Später verließ die Moderatorin ihre neutrale Vermittlerposition, als es um die AfD ging. "Die haben noch nicht regiert - zum Glück", sagte sie über die Partei, von der Teile vom Verfassungsschutz als rechtsextremistisch eingestuft werden.
Das ist das Fazit
ZDF-Mann Claus Kleber versuchte aus dem Krisenjahr auch ein paar positive Dinge zu ziehen. Er sieht in der Umverteilung der deutschen Industriebeziehungen - weg von Russland, vielleicht auch ein Stück weit weg von China - eine Chance. Die Jagd nach dem billigsten Anbieter milderte sich ab. "Das könnte auf Dauer eine gute Sache sein." Auch Historikerin Hedwig Richter sieht in den abgeschwächten Beziehungen zu Russland eine Chance für eine künftige mehr wertegeleitete Außenpolitik. In den Augen von Kleber hätten die weggebrochenen Gaslieferungen aus Russland einen enormen Schub für die erneuerbaren Energien bewirkt - auch wenn der Staat kurzfristig noch mehr auf die "Fossilen" setzt.
In der Ukraine sei Frieden nur möglich, glaubt Kleber, wenn die russischen Truppen das ukrainische Territorium verlassen. Er ist gegen einen "Waffenstillstand von Moskaus Gnaden". Eine kurz- bis mittelfristige Verhandlungslösung ist, folgt man Kleber, sehr unwahrscheinlich. Im Übrigen zeigt sich der USA-Experte überzeugt, dass die Amerikaner in der Ukraine für die Europäer "zum letzten Mal die Kastanien aus dem Feuer geholt haben".

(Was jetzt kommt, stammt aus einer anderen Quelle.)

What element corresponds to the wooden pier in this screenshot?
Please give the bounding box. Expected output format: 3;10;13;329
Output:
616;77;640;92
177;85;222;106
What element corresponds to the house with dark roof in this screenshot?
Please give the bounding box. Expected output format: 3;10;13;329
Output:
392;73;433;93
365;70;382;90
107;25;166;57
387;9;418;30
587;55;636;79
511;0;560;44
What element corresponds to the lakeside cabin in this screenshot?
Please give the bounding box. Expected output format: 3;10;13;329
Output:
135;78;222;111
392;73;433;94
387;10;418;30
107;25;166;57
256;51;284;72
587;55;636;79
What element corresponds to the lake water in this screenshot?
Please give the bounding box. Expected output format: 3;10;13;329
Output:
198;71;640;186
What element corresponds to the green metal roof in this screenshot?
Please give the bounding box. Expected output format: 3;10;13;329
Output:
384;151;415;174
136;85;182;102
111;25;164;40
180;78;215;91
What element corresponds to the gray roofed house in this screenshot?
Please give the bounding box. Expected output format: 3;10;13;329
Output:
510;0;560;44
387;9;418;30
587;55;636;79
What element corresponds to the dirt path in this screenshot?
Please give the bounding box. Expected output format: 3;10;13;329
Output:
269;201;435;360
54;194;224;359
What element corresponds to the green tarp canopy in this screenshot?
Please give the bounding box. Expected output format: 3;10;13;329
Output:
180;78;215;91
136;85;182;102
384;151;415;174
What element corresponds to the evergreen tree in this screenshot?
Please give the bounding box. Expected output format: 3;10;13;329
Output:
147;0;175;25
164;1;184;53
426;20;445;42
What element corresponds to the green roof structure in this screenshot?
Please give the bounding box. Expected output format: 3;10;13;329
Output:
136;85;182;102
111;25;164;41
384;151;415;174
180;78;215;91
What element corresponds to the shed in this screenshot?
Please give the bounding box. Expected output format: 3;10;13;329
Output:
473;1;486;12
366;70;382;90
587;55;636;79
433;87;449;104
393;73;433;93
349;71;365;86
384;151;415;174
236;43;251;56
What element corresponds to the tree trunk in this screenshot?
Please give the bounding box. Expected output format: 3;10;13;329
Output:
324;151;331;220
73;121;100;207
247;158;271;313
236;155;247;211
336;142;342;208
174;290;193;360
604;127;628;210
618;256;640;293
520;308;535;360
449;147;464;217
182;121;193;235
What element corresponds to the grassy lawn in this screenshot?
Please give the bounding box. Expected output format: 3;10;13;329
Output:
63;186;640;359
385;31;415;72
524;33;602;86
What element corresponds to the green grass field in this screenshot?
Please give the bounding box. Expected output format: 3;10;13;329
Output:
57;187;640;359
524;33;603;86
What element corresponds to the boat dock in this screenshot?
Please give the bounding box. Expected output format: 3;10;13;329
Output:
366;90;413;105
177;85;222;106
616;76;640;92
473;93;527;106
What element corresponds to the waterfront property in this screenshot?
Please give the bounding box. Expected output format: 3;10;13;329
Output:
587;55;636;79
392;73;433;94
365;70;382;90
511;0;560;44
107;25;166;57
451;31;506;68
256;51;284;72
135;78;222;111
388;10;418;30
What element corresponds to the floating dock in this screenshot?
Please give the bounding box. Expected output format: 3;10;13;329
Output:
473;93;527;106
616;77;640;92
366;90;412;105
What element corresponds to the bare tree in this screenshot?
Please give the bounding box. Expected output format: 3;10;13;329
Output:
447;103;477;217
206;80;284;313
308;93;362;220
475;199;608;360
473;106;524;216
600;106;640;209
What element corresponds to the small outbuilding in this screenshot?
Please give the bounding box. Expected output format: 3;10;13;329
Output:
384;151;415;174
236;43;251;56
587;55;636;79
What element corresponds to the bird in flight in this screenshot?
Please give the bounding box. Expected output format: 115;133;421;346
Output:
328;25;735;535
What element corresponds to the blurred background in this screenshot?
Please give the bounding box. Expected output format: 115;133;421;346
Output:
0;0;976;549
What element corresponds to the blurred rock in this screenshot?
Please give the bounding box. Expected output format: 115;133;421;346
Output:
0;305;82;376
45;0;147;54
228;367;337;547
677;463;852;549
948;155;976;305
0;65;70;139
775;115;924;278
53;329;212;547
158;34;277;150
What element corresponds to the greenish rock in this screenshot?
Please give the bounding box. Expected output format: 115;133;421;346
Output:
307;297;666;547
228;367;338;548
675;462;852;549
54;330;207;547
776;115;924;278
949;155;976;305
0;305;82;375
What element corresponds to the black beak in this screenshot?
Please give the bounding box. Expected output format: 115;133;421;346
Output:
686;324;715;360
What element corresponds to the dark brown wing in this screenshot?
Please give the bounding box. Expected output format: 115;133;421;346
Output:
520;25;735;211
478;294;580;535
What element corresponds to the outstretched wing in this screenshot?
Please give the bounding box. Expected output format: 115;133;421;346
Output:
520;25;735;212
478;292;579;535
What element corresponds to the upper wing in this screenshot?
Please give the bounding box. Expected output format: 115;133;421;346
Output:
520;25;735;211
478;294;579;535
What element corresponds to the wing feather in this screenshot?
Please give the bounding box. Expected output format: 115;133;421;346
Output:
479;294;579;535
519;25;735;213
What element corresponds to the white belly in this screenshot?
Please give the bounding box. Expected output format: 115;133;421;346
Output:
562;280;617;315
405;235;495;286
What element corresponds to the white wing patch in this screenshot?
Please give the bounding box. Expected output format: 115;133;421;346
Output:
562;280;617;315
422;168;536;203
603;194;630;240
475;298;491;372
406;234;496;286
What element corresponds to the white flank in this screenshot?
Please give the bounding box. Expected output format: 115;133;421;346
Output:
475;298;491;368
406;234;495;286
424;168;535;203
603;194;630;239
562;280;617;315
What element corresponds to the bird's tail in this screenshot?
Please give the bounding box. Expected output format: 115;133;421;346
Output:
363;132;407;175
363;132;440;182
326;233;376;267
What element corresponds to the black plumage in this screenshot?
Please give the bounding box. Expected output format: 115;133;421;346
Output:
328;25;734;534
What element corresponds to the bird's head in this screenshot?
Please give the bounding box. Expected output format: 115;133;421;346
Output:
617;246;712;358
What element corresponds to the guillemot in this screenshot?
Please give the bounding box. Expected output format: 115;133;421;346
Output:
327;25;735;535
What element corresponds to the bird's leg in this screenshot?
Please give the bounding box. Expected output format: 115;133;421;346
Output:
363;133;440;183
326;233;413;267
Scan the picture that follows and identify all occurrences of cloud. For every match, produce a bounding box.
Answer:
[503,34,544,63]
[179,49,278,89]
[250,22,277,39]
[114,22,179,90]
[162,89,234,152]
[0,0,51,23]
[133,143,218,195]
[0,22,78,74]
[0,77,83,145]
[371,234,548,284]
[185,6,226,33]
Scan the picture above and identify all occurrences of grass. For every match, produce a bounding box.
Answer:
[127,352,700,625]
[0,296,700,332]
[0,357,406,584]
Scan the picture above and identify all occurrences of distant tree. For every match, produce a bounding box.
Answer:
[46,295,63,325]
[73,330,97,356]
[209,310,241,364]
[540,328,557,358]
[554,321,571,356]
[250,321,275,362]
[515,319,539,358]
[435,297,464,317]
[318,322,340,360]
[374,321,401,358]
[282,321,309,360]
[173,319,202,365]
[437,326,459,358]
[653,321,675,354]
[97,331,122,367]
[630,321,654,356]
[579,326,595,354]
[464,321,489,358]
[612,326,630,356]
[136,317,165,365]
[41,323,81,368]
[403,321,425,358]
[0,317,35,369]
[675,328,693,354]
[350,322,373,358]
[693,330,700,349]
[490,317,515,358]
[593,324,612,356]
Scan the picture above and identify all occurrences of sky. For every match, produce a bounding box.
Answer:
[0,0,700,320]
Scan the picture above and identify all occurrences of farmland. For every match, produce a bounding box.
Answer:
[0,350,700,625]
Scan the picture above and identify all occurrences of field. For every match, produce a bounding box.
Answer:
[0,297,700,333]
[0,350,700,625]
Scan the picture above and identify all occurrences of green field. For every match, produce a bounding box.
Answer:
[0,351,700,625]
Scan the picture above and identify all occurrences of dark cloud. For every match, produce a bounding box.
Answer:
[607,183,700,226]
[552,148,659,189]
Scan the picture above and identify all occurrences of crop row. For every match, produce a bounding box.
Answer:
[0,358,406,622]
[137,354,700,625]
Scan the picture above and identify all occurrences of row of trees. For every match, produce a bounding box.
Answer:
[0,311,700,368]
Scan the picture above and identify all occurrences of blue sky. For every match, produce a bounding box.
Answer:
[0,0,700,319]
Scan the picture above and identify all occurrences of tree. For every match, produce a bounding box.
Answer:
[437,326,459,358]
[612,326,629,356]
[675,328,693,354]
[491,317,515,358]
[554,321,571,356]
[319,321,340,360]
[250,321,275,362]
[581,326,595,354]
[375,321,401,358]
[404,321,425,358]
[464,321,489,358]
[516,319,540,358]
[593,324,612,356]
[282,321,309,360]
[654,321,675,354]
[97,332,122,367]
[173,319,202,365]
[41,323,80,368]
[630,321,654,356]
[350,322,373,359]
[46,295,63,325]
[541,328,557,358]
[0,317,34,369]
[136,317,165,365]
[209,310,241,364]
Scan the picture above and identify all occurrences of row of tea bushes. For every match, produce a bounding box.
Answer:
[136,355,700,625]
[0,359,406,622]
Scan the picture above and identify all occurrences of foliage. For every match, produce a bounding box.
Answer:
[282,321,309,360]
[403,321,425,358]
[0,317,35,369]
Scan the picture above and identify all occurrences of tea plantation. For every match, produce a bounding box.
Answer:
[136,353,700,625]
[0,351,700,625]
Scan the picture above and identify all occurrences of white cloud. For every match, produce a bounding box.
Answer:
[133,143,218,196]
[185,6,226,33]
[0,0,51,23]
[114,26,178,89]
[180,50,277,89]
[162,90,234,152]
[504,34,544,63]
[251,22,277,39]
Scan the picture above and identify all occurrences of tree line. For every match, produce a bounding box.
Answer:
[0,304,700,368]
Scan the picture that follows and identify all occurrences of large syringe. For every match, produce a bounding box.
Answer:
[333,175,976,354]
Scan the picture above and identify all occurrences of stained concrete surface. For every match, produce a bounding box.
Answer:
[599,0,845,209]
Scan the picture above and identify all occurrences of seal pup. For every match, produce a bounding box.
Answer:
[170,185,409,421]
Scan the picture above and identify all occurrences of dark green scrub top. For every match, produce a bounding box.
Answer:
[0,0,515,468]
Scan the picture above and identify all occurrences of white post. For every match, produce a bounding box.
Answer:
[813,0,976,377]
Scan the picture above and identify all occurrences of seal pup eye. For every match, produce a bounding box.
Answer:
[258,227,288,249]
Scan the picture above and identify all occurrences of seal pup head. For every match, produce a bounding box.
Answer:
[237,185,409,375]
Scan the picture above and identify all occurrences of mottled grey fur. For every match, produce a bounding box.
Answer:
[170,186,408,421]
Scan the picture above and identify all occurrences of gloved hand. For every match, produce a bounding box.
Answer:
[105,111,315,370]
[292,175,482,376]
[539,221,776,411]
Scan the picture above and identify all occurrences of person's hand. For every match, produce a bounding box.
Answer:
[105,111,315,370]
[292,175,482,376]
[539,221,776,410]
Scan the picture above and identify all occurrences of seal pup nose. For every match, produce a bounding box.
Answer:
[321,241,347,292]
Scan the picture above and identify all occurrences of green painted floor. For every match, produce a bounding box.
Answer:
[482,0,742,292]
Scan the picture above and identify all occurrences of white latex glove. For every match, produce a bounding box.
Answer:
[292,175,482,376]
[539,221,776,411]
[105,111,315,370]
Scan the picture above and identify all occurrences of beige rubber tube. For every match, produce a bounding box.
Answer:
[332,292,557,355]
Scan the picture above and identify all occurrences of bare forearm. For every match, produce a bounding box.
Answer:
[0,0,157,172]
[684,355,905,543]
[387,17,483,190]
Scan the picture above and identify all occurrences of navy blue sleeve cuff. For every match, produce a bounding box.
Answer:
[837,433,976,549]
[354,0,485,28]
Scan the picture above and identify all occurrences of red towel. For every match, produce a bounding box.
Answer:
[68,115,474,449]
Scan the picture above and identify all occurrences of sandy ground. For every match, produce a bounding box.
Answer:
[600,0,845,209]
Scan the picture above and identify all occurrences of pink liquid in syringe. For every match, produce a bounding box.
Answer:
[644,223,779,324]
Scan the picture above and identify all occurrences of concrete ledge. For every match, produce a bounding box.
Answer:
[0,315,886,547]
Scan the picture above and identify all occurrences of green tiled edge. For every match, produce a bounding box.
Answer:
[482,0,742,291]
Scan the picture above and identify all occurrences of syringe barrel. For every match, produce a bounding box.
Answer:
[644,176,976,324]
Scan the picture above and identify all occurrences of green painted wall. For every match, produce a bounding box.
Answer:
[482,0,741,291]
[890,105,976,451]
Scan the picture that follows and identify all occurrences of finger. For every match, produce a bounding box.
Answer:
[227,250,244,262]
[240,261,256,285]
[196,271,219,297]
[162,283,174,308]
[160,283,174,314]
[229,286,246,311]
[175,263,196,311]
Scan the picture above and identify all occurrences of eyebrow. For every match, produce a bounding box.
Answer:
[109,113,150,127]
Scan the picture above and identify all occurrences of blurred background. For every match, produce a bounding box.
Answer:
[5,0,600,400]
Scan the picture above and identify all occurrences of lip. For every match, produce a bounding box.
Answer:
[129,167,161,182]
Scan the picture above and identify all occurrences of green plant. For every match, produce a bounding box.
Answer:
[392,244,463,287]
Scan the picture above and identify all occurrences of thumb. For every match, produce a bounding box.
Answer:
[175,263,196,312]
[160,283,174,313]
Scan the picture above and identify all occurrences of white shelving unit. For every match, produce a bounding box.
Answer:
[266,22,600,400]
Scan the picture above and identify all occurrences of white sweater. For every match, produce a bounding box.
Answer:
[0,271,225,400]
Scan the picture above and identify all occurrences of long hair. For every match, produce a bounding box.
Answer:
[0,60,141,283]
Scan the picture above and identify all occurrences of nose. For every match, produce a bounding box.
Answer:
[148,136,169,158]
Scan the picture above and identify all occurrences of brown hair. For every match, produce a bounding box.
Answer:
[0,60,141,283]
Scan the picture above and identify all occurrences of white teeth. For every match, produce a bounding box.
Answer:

Kleber ist sich sicher, dass die schwerwiegendste Folge des russischen Überfalls auf die Ukraine nicht höhere Energiepreise sind, sondern dass die alte Nachkriegsordnung weggebrochen sei. Die große Frage für die Zukunft, die dadurch aufgeworfen wurde: Wird sich unser Modell der Demokratie gegen autoritäre Systeme durchsetzen, die wieder Länder überfallen? Eine Frage, die Maybrit Illner mit ihren Gästen am letzten Talkabend des Jahres nicht beantworten konnte.